I think my favorite rejoinders, when the delicate sandalwood scent of anarchy threatens to turn the abattoir into an ashram, is the Crackpot Survival Situation Scenario, in which two men, a desert isle, a .45, and a single coconut are blithely posited, or deposited, as the case may be, with the implication that, but for an amphibious landing by the Marines, the NYPD, and the Fourth Circuit, guns blazing and quills appellating, these two fine specimens of the human manimal would descend posthaste into a sort of Lord-of-the-Flies-cum-Alive scenario, leaving nothing for our sentient sea-otter inheritors, or whatever, but picked-over bones, signs of struggle, and the ineluctable conclusion that in the absence of a system of totalitarian social control, we were, all of us, just too violent to live.  This little fantasia is invariably played as if its author were Bach at the organ, improvising a work of such inestimable genius and novelty that even the bitterest skeptic must find himself transported by it.  Ahem.

Well, there are anarchists and there are anarchists, I suppose; I count myself among the latter variety--I don't anticipate the kingdom of heaven here on earth in my lifetime, nor in any lifetime, although, to put more of a point on it, I don't think that anarchy promises utopia.  This is a common confusion among liberal defenders of the state, that those of us who think it a bad thing imagine in its absence a peaceable kingdom of some kind.  Personally, I imagine anarchy as . . . what would a liberal democrat call it?  A workable system.  I do not suspect that it will eliminate human frailty or avarice and so forth; I only say, perhaps the absence of vast, totalizing systems of human extraction is something to take a look at.

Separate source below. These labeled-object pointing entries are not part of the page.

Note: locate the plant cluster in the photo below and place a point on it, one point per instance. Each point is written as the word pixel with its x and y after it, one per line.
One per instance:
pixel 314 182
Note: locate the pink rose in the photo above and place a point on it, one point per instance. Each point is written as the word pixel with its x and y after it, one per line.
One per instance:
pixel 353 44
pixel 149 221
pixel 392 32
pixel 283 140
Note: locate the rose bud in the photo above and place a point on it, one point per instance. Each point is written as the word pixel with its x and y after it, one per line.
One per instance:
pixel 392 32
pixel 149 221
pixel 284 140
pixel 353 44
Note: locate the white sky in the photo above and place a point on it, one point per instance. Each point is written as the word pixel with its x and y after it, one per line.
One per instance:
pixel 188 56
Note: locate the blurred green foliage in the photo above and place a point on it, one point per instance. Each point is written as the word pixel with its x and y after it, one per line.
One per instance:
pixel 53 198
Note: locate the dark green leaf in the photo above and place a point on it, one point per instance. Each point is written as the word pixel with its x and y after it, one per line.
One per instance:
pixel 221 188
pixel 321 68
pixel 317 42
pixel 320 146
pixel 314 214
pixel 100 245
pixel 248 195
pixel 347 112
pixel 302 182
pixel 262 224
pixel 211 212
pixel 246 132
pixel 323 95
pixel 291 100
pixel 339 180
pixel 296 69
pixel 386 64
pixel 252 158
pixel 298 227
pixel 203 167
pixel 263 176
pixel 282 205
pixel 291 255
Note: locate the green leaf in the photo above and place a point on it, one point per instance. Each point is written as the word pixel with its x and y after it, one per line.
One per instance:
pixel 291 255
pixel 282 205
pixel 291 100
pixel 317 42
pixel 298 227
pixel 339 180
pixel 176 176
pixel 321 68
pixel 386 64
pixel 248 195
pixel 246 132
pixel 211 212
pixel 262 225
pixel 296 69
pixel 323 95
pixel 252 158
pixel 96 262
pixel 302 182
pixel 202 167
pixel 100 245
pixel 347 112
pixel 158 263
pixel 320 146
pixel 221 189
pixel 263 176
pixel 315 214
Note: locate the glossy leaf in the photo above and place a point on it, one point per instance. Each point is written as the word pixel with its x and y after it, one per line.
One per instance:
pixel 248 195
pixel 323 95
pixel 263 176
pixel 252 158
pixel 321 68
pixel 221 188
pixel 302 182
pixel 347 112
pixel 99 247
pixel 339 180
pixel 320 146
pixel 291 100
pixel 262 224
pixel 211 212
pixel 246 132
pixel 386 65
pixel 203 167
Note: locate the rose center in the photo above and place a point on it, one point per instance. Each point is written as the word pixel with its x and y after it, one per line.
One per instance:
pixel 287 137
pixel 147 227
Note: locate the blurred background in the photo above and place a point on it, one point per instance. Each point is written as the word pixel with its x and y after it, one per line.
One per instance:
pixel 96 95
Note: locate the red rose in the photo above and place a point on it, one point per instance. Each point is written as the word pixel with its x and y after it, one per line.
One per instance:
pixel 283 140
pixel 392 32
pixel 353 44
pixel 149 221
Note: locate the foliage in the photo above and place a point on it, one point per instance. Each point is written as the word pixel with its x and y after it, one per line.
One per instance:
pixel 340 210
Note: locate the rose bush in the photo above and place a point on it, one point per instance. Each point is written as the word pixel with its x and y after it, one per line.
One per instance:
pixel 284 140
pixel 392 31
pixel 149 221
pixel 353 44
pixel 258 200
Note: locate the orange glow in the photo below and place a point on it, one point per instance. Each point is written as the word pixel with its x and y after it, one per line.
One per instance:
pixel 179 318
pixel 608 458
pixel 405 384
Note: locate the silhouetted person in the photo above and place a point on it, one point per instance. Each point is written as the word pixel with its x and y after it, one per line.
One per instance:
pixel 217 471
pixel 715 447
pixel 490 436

But back to the scene.  In general--I am speaking only for myself--I find that my natural instinct, if that's the word, is to help people, to cooperate with them, and not to enter a violent berserker rage each time I approach a revolving door at the same time as someone else without an authority figure to mediate who will step through first.  Since I am an arrogant, self-regarding prick, I can only assume that for much of the rest of humanity, the less emotionally crippled portion, the general inclination is to work together, even without the diktat to do so.  In fact, it seems to me that when cooperation is compelled, it is generally in the service of something fundamentally evil, the pursuit of some awful corporate end, or obeying the law, or going through airport security, or registering to vote.